What will the classroom of tomorrow look, sound, and feel like? Developments in technology, space and pedagogy can all be acknowledged as key to the progress of the modern classroom.
These evolved learning spaces will be a powerful catalyst for personalised learning, student engagement, classroom collaboration and interactive feedback. By using modern resources and platforms, the modern classroom can be adopted by all teachers.
1. Create a design brief
Create a design brief for your learning space that considers space, pedagogy and technology and how they work together. A strong brief is essential to setting out your aims and objectives, providing a blueprint during your planning journey.
The modern classroom design brief should either be compiled by, or in collaboration with, the head teacher or a member of the senior management team.

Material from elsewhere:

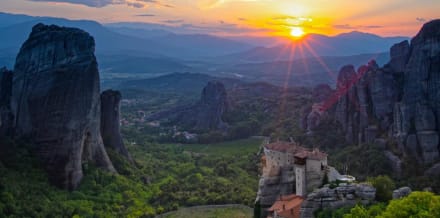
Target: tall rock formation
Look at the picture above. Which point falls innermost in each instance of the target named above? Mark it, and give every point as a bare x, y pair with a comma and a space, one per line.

2. Identify the stakeholders
Draw up a list of all stakeholders that are involved, interested in or affected by the project. This list will comprise of pupils, staff, parents, governors, partners and suppliers. Once your list is compiled, involve everyone at an early stage to understand and support the Design Brief. Make it clear that their involvement during the initial planning stages of the project is vital.
3. Maximise technology
A common issue found within schools is that existing technology is being underutilised. Often apps are not being utilised via school tablets, or the wealth of resources on the internet are not being taken advantage of; most schools can make more use of their technology, enabled through training.

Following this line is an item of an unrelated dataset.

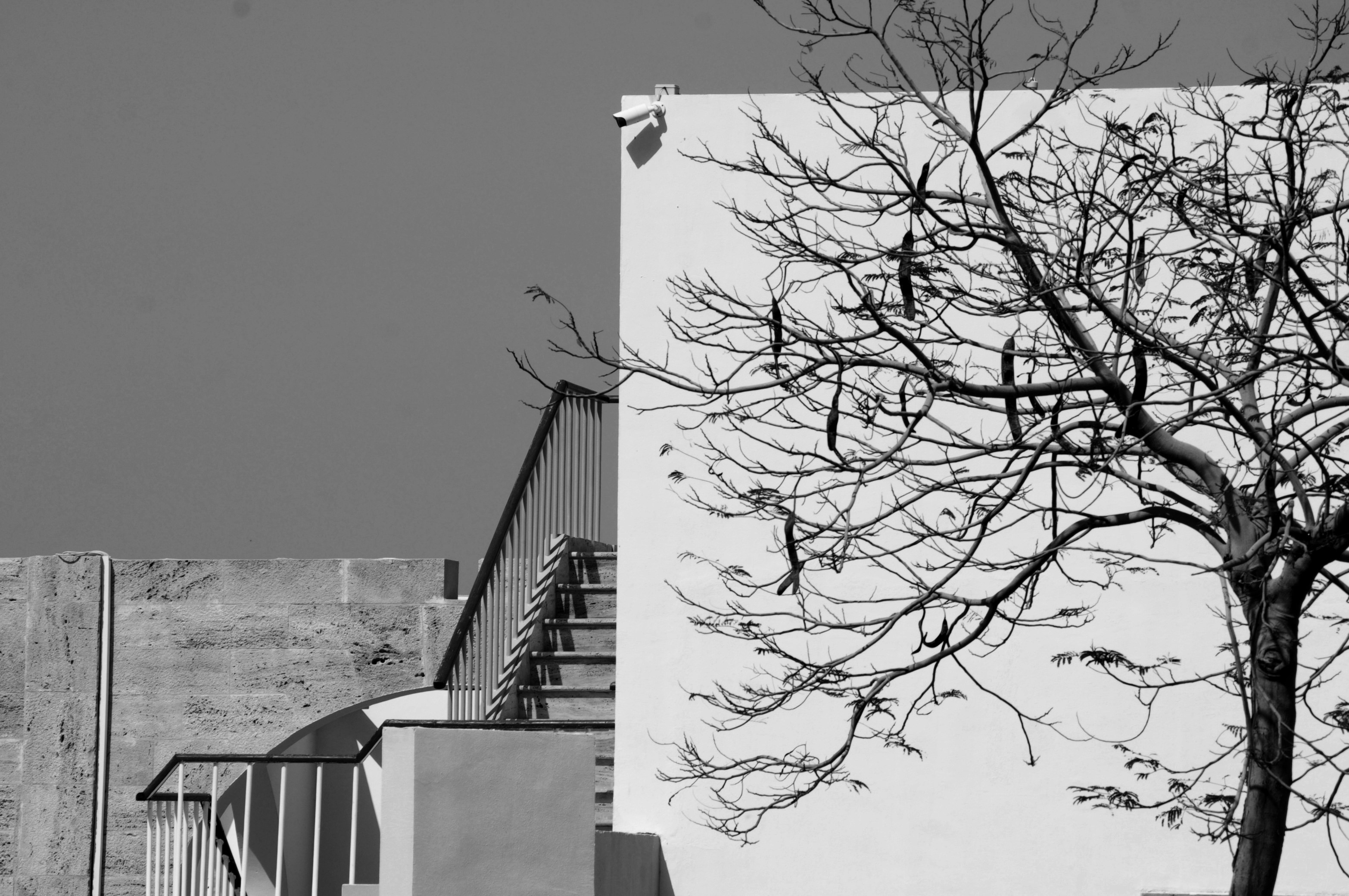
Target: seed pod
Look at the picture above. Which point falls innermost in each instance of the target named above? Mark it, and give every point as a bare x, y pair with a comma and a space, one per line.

Technology in teaching and learning training is offered by ed tech suppliers and training providers, who can create a training plan.
4. Assign roles
Map out the roles of teachers and students:
- Who is producing content?
- Who is presenting it?
- Who is providing feedback?
It is important to remember you are creating a modern classroom that does not depend on the old methods of teacher-centric lesson delivery.
5. Determine layout
Consider the positioning of students and teacher. Mock up your design either using free online software (e.g. Google Docs using shape tools) or even a trusty flipchart.
Create multiple layouts that can be changed to maximise on different learning styles or lesson plans. Take time to consider the size and shape of the room – the resources available – and the various teacher/student set-ups that will enable a variety of learning scenarios.
6. Review pedagogy
Plan the introduction of various teaching methods, including:
- Collaborative learning
- Social learning
- Flipped learning
- Design-based, feedback-based and enquiry-based learning
Use ClassFlow, a free, teaching and learning platform that acts as the glue connecting all learning materials and devices.
7. Embrace the outside world
The massive accessibility to technology outside of the classroom represents significant opportunities for learning. The modern classroom embraces and encourages these opportunities.
Enable, encourage, capture, recognise and share connected learning and achievement that take place outside of the classroom and school environment.